See the below search:
As you can see, the search is setup to look for the last 90 days’ worth of traffic, but it also uses the ‘_index_earliest=-3d@d’. This tells Splunk to look at events indexed in the last three days, but whose event timestamps are within the last 90 days. I went back 3 days to just show examples where the ‘clickTime’ of an even was drastically different than the indextime. For an alert, setting ‘_index_earliest=-70m’ and running it every 60 minutes covers all gaps.
Now, you may think running a 90 day search every hour is inefficient and would take forever to process, and normally you’d be right. However, ‘_index_earliest’ is nearly identical in efficiency as selecting the same range for _time. You could search ‘_index_earliest=-70m’ from ‘All Time’, and it would finish in nearly the same time as just searching for the last 70 minutes. The example search I ran above took only a few seconds to run since Splunk is smart enough to know I don’t need to look at events that weren’t indexed within the last three days.

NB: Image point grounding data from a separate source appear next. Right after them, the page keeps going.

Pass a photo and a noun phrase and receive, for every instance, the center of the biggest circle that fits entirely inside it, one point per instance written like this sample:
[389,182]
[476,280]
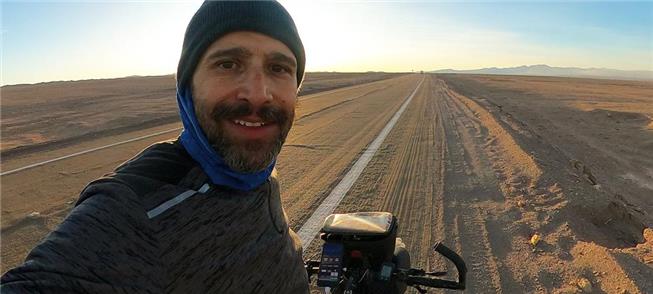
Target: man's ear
[299,87]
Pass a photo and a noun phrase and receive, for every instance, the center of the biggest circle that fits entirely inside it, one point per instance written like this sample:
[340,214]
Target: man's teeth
[249,124]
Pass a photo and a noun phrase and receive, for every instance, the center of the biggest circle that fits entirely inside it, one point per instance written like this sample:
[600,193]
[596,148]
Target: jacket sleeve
[103,246]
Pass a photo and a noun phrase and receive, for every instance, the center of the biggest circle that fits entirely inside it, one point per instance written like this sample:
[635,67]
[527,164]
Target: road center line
[313,225]
[86,151]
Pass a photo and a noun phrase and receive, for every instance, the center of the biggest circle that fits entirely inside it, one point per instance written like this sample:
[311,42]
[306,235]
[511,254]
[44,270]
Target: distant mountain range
[545,70]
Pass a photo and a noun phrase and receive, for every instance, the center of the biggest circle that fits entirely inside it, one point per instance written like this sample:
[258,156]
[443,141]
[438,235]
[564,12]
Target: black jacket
[155,225]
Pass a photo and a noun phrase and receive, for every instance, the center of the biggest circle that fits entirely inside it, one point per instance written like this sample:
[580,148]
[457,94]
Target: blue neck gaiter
[196,144]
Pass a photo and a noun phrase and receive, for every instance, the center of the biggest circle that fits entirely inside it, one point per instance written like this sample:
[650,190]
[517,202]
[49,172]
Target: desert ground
[480,162]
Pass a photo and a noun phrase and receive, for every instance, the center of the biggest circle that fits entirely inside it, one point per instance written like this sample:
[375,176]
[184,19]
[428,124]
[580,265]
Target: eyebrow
[229,52]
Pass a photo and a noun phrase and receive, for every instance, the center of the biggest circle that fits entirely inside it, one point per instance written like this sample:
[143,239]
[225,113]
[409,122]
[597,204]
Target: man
[200,214]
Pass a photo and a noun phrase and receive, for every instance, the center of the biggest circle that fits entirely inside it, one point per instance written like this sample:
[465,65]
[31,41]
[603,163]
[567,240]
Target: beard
[244,155]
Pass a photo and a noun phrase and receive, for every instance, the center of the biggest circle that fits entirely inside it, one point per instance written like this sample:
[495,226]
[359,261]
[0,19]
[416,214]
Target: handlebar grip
[457,261]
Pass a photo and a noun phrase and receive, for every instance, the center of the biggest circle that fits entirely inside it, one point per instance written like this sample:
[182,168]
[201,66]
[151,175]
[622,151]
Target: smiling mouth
[248,123]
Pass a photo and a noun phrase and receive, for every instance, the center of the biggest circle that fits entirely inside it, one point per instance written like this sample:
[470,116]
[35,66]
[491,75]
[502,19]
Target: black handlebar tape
[457,261]
[434,283]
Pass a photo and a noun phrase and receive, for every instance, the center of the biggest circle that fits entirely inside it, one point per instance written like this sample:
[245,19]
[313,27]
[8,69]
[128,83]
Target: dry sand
[480,162]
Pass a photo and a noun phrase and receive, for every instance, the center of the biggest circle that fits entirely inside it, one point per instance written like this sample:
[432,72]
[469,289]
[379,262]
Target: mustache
[268,113]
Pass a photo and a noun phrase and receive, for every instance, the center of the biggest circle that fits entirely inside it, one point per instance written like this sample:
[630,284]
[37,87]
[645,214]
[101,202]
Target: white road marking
[86,151]
[313,225]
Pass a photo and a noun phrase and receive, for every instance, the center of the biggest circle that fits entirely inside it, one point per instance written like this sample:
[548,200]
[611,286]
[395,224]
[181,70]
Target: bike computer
[330,265]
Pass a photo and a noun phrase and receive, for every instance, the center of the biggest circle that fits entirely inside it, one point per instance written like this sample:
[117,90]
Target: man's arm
[105,245]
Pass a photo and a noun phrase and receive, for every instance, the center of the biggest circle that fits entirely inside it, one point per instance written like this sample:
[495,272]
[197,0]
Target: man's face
[244,94]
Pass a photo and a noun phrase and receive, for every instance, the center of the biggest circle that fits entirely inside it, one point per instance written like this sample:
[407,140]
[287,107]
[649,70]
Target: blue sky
[46,41]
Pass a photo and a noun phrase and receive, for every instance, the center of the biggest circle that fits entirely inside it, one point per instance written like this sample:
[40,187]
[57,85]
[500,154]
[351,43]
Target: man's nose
[256,88]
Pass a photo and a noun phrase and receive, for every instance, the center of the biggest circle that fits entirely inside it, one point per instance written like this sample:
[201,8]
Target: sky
[51,40]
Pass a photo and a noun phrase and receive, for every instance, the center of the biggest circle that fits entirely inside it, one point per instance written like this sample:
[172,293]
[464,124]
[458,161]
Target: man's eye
[226,65]
[277,68]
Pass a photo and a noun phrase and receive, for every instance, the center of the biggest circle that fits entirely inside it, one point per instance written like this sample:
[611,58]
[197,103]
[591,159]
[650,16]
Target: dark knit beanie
[215,19]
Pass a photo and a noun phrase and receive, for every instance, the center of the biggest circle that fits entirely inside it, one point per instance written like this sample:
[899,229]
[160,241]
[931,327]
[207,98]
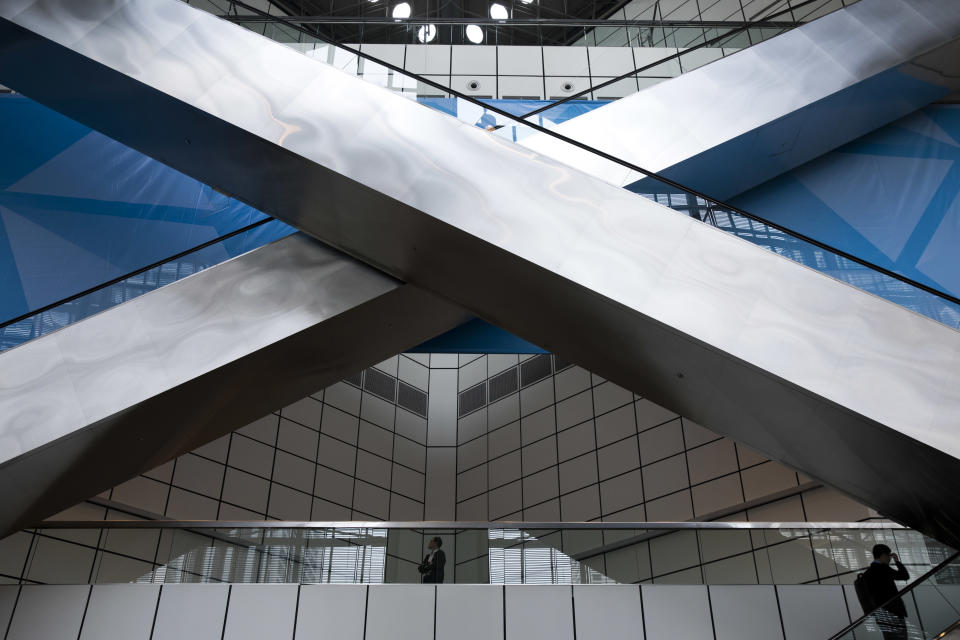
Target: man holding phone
[879,582]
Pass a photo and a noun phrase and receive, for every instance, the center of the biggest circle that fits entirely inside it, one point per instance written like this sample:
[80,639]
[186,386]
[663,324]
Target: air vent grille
[380,384]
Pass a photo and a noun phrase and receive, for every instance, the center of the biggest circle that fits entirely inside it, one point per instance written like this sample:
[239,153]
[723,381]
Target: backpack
[863,594]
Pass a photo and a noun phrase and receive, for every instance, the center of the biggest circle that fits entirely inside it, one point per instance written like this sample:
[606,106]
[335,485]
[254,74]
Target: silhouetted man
[431,569]
[879,582]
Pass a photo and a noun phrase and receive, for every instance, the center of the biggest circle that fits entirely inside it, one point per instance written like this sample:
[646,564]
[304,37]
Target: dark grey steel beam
[94,404]
[808,370]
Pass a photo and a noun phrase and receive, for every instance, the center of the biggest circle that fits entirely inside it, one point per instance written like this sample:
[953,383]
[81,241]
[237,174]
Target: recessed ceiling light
[427,33]
[474,34]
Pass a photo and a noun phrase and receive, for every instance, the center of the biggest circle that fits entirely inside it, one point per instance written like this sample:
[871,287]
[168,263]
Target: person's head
[881,553]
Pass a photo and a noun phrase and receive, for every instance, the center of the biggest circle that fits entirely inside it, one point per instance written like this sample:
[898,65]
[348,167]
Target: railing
[476,552]
[932,603]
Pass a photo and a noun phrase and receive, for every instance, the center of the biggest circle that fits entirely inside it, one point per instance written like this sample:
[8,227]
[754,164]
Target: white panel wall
[745,612]
[425,612]
[442,424]
[334,612]
[400,612]
[539,612]
[469,612]
[812,611]
[194,611]
[120,611]
[258,611]
[676,611]
[48,611]
[608,611]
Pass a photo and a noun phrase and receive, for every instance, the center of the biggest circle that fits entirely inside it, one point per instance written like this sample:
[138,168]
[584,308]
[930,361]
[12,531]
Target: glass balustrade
[476,553]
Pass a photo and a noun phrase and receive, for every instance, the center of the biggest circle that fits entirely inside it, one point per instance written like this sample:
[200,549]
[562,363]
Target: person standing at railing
[431,569]
[878,582]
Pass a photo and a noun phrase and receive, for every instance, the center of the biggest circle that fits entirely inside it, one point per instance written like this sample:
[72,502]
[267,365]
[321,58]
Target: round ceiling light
[498,11]
[427,33]
[474,34]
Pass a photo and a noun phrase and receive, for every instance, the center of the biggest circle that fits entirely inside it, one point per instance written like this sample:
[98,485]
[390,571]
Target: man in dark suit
[879,581]
[431,569]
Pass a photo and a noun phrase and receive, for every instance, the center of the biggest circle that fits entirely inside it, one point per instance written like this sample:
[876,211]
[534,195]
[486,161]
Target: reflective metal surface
[505,553]
[811,372]
[737,122]
[99,401]
[457,524]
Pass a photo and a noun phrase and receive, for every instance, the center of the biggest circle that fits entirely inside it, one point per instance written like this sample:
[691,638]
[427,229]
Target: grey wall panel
[400,612]
[633,291]
[334,612]
[539,612]
[608,611]
[747,612]
[440,494]
[258,611]
[442,412]
[812,612]
[120,611]
[195,611]
[469,612]
[48,611]
[8,597]
[676,611]
[936,606]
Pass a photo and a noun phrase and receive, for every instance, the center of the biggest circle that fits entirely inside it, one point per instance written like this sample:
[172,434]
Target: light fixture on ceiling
[427,33]
[498,11]
[474,34]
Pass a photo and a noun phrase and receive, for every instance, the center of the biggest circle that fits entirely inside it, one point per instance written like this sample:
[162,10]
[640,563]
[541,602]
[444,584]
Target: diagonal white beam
[742,120]
[101,400]
[812,372]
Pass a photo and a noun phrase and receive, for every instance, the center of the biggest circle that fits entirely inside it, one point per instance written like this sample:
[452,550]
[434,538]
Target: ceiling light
[498,11]
[427,33]
[474,34]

At ReliaQuest, we understand that ensuring Splunk is accurately keeping track of the _time of your logs is a critical part of making sure you have proper visibility into your environment. That’s why checking and remediating time-based issues is a consistent part of our deep dive health checks that ReliaQuest GreyMatter customers receive. Between how Splunk stores data to how Splunk searches data, even to how people interpret data when looking at Splunk, everything is based on understanding the flow of time.
Hopefully, this article has given you insight into why time is such a critical component, how to detect issues, and how to resolve them when they do come up. While the types of errors covered isn’t an exhaustive list, it should give you starting point to address time-based concerns at various points. From log source settings, to parsing updates and search configuration changes, each proposed fix can be leveraged to accommodate a wide range of issues and help highlight Splunk’s flexibility.